Debtor did not act in bad faith. She relied on her lawyers in the PI and bankruptcy proceedings and candidly discussed the PI action at the creditors' meeting.

Nor were the actions of her bankruptcy lawyer Mitchell Joyner and PI lawyer Michael Patterson in bad faith. While Joyner was negligent in failing to properly schedule the PI suit and timely file Debtor's claim of exemptions, he did list the PI action in the statement of financial affairs, discuss it with the Trustee at the §341 meeting, and submit a proposed application for her employment after the meeting. He improperly advised Patterson that Debtor could accept the settlement and that the proceeds could be disbursed, and conveniently ignored the Trustee's requests for information until it became apparent that the Trustee knew of the settlement. Nevertheless, Joyner was simply negligent. Patterson is not a bankruptcy practitioner and relied on Joyner to advise him regarding bankruptcy issues. He did not intentionally conceal assets or defraud the estate.

However, the Trustee and estate have suffered substantial prejudice due to Debtor's failure to promptly file amended schedules. Patterson's contingent fee has been paid, Debtor and her husband somehow spent the $56,000+ balance, and the estate has incurred inordinate and unnecessary fees & costs. Only $7,500 could be claimed exempt under the version of §522(d) (11)(D) in effect when Debtor filed her petition. Had she promptly filed amended schedules after her surgery and before returning to work, a substantial portion of the settlement would have been exempt under §522(d) (11)(E) as loss of future earnings. However, at least 30% of the proceeds could be allocated to non-exempt portions of her claim, and very little could be allocated to loss of future earnings at this time.

In re Hall, 3/31/97.

Mitchell Joyner, Anchorage, for Hall; Walter Featherly (Koval & Featherly), Anchorage, for Trustee Larry Compton.

  Menu    4 ABR 510: Ch. 7, stay violation, lien avoidance (MacDonald).

KCB's postpetition receipt of estate property (Debtor's PFD) and subsequent state court exemption litigation violated the automatic stay. However, whether Debtor is entitled to damages depends on whether the violation was willful; a hearing must be held to determine when KCB became aware of Debtor's Ch. 7 petition.
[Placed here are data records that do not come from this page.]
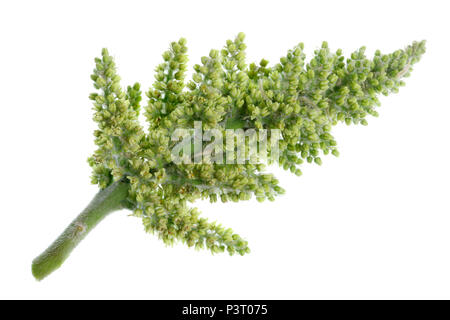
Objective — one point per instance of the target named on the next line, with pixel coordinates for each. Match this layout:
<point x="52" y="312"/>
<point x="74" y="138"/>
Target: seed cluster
<point x="303" y="100"/>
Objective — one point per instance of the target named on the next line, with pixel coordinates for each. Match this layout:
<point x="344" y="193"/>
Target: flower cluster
<point x="303" y="100"/>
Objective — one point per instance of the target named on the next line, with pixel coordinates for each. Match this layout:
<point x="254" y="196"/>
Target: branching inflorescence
<point x="302" y="100"/>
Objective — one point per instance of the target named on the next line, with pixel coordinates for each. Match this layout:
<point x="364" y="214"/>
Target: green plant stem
<point x="105" y="201"/>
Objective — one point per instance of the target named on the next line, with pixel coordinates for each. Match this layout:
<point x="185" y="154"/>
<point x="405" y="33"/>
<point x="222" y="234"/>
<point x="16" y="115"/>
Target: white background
<point x="373" y="223"/>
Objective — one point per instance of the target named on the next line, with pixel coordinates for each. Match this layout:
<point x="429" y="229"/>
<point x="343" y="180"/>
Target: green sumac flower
<point x="301" y="100"/>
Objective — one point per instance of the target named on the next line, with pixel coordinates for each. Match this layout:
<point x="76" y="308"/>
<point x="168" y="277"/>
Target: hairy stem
<point x="105" y="201"/>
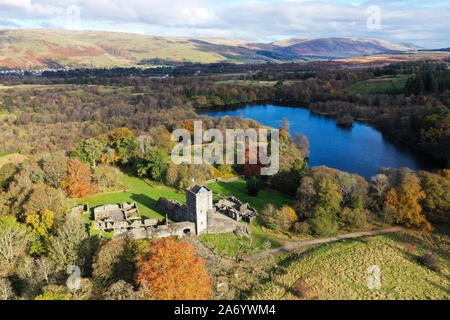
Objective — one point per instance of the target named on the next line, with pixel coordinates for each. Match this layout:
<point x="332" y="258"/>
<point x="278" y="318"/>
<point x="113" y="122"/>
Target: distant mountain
<point x="54" y="48"/>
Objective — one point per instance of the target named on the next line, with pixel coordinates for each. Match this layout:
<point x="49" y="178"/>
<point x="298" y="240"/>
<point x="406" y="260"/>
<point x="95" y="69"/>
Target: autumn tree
<point x="121" y="133"/>
<point x="279" y="219"/>
<point x="171" y="270"/>
<point x="79" y="182"/>
<point x="54" y="166"/>
<point x="154" y="165"/>
<point x="404" y="201"/>
<point x="70" y="246"/>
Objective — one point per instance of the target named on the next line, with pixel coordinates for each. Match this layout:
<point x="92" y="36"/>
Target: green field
<point x="228" y="243"/>
<point x="139" y="191"/>
<point x="238" y="189"/>
<point x="339" y="270"/>
<point x="381" y="85"/>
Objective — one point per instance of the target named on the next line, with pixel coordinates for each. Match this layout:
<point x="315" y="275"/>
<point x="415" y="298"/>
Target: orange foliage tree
<point x="171" y="270"/>
<point x="121" y="133"/>
<point x="78" y="183"/>
<point x="404" y="201"/>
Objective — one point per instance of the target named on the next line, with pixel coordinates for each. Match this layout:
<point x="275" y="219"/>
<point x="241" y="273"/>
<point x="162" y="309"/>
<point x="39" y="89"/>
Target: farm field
<point x="381" y="85"/>
<point x="339" y="270"/>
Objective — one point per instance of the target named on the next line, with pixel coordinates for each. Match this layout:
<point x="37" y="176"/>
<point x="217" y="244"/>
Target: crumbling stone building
<point x="198" y="217"/>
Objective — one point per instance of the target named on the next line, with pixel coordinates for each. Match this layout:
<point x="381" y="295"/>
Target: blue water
<point x="360" y="149"/>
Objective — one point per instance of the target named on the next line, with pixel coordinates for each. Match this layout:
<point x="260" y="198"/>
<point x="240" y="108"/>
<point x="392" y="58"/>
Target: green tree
<point x="89" y="151"/>
<point x="126" y="148"/>
<point x="71" y="244"/>
<point x="14" y="240"/>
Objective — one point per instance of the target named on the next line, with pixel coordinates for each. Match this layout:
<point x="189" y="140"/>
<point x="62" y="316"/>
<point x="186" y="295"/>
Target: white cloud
<point x="423" y="22"/>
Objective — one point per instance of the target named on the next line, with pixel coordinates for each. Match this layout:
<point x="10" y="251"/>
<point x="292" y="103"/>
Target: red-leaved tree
<point x="171" y="270"/>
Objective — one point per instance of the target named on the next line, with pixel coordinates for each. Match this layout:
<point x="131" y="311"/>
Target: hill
<point x="53" y="48"/>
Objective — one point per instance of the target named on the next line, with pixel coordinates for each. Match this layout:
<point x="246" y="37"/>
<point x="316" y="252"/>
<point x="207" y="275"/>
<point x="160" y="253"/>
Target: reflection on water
<point x="360" y="149"/>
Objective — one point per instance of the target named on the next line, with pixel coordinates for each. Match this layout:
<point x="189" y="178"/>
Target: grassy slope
<point x="238" y="189"/>
<point x="379" y="86"/>
<point x="229" y="242"/>
<point x="339" y="270"/>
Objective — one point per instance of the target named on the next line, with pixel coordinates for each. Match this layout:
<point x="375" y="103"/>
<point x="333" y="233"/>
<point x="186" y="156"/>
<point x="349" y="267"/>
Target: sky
<point x="425" y="23"/>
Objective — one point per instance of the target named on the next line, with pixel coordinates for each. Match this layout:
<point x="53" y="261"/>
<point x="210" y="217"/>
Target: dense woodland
<point x="81" y="130"/>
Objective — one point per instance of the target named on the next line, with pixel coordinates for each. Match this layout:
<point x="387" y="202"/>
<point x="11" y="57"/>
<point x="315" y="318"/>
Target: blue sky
<point x="425" y="23"/>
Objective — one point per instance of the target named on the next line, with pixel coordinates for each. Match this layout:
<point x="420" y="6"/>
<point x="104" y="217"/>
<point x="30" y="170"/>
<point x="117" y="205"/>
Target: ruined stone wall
<point x="179" y="229"/>
<point x="175" y="211"/>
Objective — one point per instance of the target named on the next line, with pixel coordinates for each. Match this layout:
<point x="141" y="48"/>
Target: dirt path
<point x="292" y="245"/>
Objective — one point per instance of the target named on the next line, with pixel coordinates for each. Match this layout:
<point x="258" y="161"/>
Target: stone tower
<point x="199" y="203"/>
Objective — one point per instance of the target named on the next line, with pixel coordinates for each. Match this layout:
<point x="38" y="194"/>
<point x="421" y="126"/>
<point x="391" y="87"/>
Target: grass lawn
<point x="238" y="189"/>
<point x="140" y="192"/>
<point x="339" y="270"/>
<point x="228" y="243"/>
<point x="381" y="85"/>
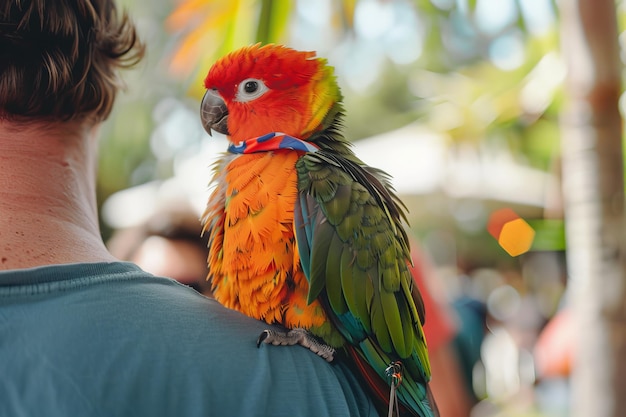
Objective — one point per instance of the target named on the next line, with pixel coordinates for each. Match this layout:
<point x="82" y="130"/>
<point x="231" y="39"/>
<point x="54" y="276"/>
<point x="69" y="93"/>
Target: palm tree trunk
<point x="593" y="185"/>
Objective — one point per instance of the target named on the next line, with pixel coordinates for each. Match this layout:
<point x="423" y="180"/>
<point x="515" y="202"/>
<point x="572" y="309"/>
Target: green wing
<point x="355" y="254"/>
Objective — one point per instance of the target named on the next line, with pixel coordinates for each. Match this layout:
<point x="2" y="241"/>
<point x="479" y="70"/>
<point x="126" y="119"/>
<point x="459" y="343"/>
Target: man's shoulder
<point x="125" y="338"/>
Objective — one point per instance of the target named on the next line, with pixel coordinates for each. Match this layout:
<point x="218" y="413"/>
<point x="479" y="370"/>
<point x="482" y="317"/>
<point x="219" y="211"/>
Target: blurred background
<point x="458" y="100"/>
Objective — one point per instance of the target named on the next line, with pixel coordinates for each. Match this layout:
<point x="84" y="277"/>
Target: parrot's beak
<point x="214" y="113"/>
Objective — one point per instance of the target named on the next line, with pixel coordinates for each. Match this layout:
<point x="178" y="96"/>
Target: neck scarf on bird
<point x="272" y="141"/>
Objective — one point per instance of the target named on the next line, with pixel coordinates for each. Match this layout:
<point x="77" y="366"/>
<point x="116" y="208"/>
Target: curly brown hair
<point x="59" y="59"/>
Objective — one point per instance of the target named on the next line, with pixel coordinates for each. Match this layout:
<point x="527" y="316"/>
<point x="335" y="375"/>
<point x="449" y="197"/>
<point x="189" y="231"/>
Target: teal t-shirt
<point x="107" y="339"/>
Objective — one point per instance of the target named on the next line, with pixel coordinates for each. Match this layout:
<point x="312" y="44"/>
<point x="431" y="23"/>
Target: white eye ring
<point x="250" y="89"/>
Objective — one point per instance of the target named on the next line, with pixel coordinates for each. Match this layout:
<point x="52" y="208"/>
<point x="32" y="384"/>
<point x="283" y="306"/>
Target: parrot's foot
<point x="297" y="336"/>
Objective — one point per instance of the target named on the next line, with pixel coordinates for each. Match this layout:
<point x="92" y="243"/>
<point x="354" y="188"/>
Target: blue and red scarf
<point x="272" y="141"/>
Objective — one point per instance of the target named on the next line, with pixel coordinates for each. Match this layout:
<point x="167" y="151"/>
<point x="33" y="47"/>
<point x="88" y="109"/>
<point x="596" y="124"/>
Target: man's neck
<point x="48" y="211"/>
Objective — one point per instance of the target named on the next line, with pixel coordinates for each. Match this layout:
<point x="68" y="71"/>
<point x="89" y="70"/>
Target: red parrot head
<point x="261" y="89"/>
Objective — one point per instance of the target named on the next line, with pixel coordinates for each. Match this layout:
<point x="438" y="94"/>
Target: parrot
<point x="305" y="235"/>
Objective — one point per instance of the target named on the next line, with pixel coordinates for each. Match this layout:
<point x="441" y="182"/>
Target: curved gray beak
<point x="213" y="113"/>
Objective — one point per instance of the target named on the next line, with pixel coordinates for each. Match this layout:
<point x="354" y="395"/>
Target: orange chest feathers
<point x="258" y="272"/>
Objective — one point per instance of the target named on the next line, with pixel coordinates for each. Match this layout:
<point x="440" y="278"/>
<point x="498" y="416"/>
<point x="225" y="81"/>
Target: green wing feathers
<point x="355" y="254"/>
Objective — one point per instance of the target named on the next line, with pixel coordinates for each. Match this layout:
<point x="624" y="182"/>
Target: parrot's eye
<point x="251" y="86"/>
<point x="250" y="89"/>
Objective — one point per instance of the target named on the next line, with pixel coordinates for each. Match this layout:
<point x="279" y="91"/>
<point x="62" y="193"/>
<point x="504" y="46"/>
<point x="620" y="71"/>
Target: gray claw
<point x="297" y="336"/>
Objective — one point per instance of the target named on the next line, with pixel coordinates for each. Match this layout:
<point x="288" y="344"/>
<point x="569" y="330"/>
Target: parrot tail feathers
<point x="416" y="399"/>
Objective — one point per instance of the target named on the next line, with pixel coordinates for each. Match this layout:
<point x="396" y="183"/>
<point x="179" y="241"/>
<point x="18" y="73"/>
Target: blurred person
<point x="167" y="244"/>
<point x="82" y="333"/>
<point x="454" y="396"/>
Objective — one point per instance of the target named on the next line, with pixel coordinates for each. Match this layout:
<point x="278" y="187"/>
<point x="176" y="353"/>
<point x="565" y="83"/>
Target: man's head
<point x="59" y="59"/>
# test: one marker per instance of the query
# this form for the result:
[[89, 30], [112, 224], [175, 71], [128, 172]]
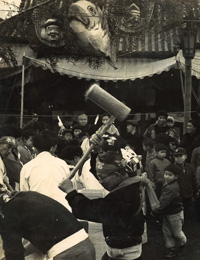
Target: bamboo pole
[[22, 94]]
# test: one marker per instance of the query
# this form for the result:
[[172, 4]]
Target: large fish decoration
[[88, 24]]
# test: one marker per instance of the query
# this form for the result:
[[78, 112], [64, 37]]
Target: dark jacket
[[188, 181], [37, 218], [189, 142], [121, 227], [170, 200]]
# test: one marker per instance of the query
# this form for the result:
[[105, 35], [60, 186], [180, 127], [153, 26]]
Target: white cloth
[[86, 179], [85, 145], [66, 243], [43, 174], [127, 253]]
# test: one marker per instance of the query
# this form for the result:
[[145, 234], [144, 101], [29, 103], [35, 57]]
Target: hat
[[77, 126], [159, 147], [161, 113], [173, 168], [106, 168], [52, 21], [132, 122], [180, 151], [8, 140], [170, 119]]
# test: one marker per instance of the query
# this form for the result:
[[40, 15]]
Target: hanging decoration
[[92, 29]]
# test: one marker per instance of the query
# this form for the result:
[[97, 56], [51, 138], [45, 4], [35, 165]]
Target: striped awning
[[127, 67]]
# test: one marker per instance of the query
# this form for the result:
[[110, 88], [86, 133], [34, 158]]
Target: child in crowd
[[195, 161], [171, 129], [76, 131], [148, 147], [173, 145], [171, 206], [67, 135], [160, 127], [187, 180], [157, 167], [112, 130]]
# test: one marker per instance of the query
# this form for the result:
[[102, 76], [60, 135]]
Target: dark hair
[[27, 133], [82, 134], [67, 131], [44, 141], [195, 123], [105, 114], [161, 113], [160, 147], [77, 126], [10, 130], [174, 169], [69, 152], [147, 141]]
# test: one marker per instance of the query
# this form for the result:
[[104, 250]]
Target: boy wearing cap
[[187, 180], [159, 127], [119, 212], [6, 145], [172, 131], [157, 167], [171, 207]]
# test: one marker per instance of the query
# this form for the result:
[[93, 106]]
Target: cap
[[179, 151], [159, 147], [161, 113], [106, 168], [132, 122], [173, 168], [170, 119], [52, 21], [8, 140]]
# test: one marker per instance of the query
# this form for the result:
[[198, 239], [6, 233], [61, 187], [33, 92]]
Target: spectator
[[67, 135], [171, 129], [148, 146], [25, 146], [157, 167], [132, 136], [83, 177], [112, 130], [171, 207], [191, 139], [120, 212], [154, 130], [173, 145], [195, 161], [85, 125], [12, 161], [77, 129], [187, 180], [45, 171], [49, 226], [6, 145]]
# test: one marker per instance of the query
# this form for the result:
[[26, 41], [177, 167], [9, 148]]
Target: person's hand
[[197, 195], [66, 186], [96, 139]]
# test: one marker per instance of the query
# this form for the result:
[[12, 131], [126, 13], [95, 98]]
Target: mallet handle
[[85, 156]]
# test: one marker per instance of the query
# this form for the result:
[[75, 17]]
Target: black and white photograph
[[99, 129]]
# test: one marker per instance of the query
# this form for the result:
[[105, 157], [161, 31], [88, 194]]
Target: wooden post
[[188, 91], [22, 94]]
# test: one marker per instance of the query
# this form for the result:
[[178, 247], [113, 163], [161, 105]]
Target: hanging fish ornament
[[88, 24]]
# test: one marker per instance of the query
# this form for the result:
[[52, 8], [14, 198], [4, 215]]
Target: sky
[[6, 8]]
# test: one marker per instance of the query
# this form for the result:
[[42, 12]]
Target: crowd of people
[[42, 205]]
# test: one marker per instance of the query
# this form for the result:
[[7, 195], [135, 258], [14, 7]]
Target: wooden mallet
[[113, 106]]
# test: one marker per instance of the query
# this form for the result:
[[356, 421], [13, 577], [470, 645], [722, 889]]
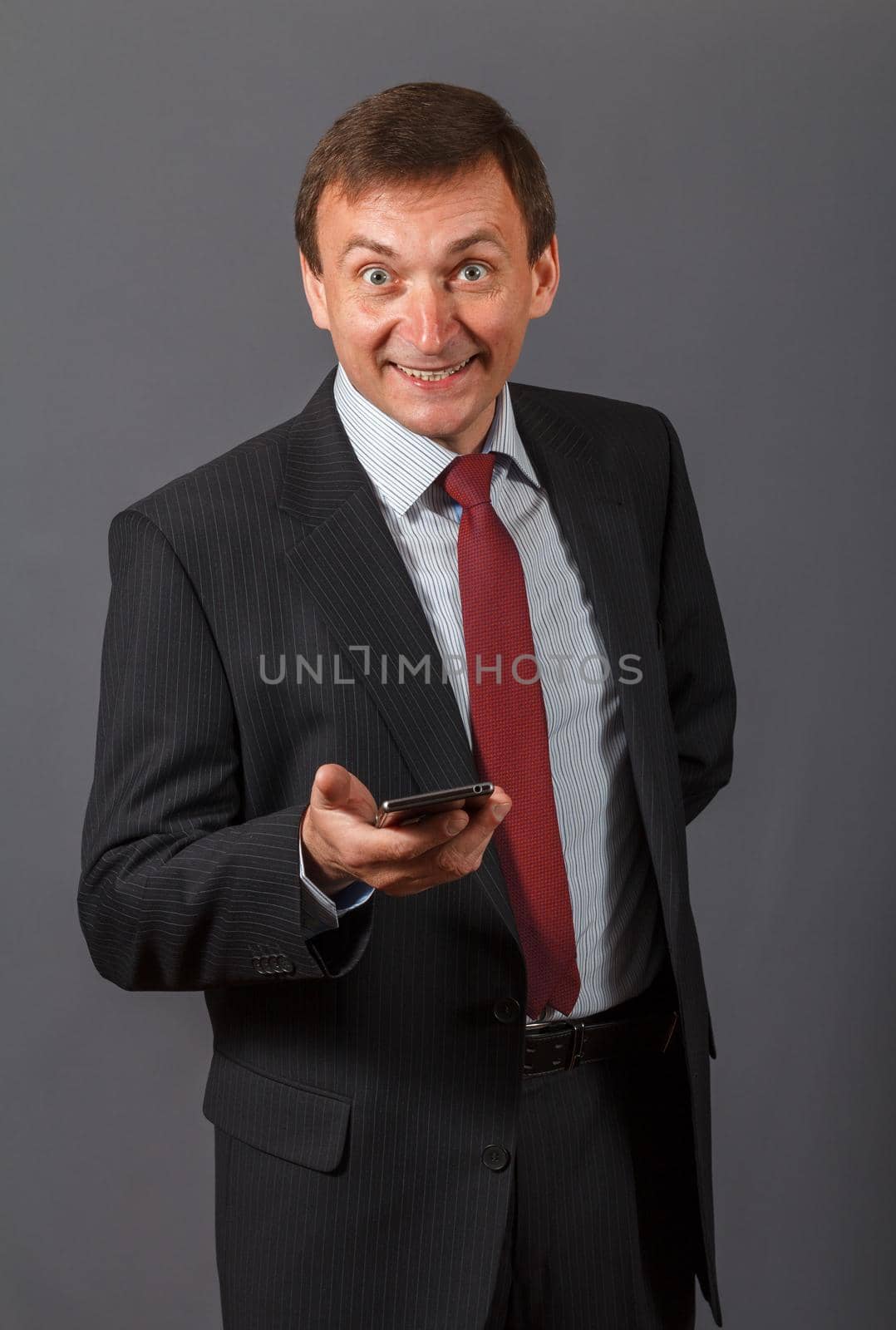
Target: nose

Debtor also seeks to avoid KCB's execution lien on his PFD. He scheduled his property as exempt under state rather than federal exemption statutes. A PFD is exempt only to the extent of 45% of its value under state law. However, Debtor may amend his schedule at any time.

In re Jousma, 4/18/97.

John Jousma, pro se; R.W. Shaffer, Ketchikan, for KCB.

  Menu    4 ABR 515: Ch. 11, responsible person (air transportation excise taxes) (Ross).

Neil Bergt was a "responsible person" for payment of transportation excise taxes collected from MarkAir customers during the first half of 1992 because he had significant control over which creditors were paid. He was "willful" because he either knew that the taxes were not being paid or that there was a grave risk that they would not be paid.

Bergt v. IRS [In re Bergt, Alaska International Properties, Viewpoint Ventures Partnership, Alaska Internal Industries, Alaska Diversified Properties], 4/28/97.

Ronald Goss, Seattle, and Mark Davis, Anchorage, for Bergt; Robert Branman & Arthur Yoon (Justice Dept. Tax Div.), DC; John Siemers, Anchorage, for Trustee William Barstow; Stephen Baker, Anchorage (IRS).

  Menu    4 ABR 525: Ch. 7, accounting fees (Ross).

Fees for Trustee's accountant Russell Minkemann are allowed in the amount of $69,978 and disallowed in the amount of $17,330 which may represent clerical work.

In re MarkAir, 5/7/97.

John Siemers, Anchorage, for Trustee.

  Menu    4 ABR 529: Ch. 11, sale of property (oil wells) (MacDonald).

Debtor's motion for sale of its interest in oil wellsto Forcenergy is granted.

While it is unusual in a Ch. 11 case for a sale of this magnitude to be consummated outside the context of confirmation, the court can authorize such a sale under §363(b) under the proper circumstances. There are good & sufficient reasons justifying a sale out of the ordinary course of business and the sale is in the best interests of the estate and creditors.

In re Stewart Petroleum, 5/12/97.

Erik LeRoy, Anchorage, for Debtor; Robert Hume, Anchorage, for Forcenergy.